Unos gritos la sacaron de su ensimismamiento. Momentos después, tenía a Nutria Maliciosa entre sus brazos.

– Me ha vuelto a pegar -dijo ella, enjugándose las lágrimas.

– Quédate conmigo esta noche.

– Dice que tú tienes la culpa de que yo lo rechace.

– Ahora ya no puede hacerte nada.

– ¡Quédate conmigo para siempre!

Helena no respondió; se sentía oprimida por ese aliento tibio que le calentaba el rostro. Apretó contra ella a la india palpitante y la meció con dulzura. No dejó de hacerlo cuando los pasos pesados de Oso Sentado rompieron el silencio. Jadeando, el jefe daba vueltas alrededor de las dos mujeres como un perro hambriento.

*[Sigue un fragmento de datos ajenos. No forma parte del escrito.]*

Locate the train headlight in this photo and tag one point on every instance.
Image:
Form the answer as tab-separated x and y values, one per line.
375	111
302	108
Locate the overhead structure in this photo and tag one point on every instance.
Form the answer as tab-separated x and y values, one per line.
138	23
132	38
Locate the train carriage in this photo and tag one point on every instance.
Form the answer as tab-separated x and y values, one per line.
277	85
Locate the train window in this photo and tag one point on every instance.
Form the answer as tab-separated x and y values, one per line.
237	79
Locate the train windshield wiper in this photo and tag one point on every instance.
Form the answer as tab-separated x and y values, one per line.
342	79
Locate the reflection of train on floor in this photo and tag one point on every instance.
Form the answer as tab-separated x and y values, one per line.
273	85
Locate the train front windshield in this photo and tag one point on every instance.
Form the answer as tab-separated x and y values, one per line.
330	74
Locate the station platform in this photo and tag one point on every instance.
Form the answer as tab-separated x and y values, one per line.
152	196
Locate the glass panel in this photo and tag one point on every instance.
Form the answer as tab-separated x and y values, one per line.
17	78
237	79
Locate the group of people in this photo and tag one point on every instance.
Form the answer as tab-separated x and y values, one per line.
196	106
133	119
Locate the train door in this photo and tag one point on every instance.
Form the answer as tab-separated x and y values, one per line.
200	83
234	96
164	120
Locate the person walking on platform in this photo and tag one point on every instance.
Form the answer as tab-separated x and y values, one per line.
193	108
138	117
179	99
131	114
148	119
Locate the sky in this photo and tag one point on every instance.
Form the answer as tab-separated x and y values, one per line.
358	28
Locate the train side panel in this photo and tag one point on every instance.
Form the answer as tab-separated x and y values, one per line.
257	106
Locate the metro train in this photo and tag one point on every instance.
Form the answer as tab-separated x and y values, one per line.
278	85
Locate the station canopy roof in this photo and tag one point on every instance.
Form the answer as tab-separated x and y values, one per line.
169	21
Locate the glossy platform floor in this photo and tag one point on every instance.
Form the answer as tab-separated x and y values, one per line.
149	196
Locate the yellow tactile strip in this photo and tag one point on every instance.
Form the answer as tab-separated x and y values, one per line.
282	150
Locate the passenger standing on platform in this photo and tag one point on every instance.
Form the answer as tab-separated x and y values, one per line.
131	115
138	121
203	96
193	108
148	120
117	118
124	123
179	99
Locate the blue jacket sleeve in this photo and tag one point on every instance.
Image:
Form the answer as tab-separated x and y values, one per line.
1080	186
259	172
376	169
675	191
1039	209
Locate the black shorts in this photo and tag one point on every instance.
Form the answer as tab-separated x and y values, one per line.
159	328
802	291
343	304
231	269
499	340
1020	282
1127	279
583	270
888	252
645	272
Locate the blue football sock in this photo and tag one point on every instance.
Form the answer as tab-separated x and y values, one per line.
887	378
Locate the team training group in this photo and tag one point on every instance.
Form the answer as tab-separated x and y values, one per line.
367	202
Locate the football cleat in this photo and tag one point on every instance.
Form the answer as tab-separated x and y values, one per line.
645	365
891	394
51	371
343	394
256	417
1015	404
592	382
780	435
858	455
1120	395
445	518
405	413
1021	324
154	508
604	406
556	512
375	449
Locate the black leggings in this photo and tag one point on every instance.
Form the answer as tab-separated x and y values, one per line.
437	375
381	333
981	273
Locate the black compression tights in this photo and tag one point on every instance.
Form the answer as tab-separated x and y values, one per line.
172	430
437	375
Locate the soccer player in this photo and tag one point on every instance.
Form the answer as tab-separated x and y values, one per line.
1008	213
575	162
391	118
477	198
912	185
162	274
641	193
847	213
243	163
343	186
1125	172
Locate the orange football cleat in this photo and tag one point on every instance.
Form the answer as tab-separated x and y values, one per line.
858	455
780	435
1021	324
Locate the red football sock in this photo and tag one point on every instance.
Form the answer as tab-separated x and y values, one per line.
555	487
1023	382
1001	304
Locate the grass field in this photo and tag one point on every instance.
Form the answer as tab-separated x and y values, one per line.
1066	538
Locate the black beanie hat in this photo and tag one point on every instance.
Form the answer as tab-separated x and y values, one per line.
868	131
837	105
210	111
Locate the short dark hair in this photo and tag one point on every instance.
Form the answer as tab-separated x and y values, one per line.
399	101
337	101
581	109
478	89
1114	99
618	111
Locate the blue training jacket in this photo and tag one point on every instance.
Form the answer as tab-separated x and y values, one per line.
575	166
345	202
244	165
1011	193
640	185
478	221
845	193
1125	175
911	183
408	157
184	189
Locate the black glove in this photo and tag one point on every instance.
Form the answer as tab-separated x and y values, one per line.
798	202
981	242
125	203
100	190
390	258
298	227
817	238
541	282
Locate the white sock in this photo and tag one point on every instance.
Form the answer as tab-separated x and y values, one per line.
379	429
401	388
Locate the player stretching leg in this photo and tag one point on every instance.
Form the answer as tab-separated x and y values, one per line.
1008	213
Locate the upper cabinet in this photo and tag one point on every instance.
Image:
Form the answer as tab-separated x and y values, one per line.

– ¡Devuélvemela! -gritó él de repente.

– ¡Has vuelto a beber el agua de fuego de los blancos! -constató Helena al verlo inclinarse sobre una canoa y vomitar.

– El agua de fuego te vuelve fuerte -dijo él entre hipidos.

– Os destruirá tanto a ti como a tu pueblo.

Helena se sentía triste. El alcohol causaba terribles estragos entre los indios, aunque Lobo Solitario y Helena habían intentado combatirlo en la comunidad.

– No tengas miedo -le dijo a Nutria Maliciosa, que estaba acurrucada contra ella y volvía a llorar-. Ese cerdo no volverá a levantarte la mano.

– ¡Ella es mía! -le espetó él avanzando dos o tres pasos.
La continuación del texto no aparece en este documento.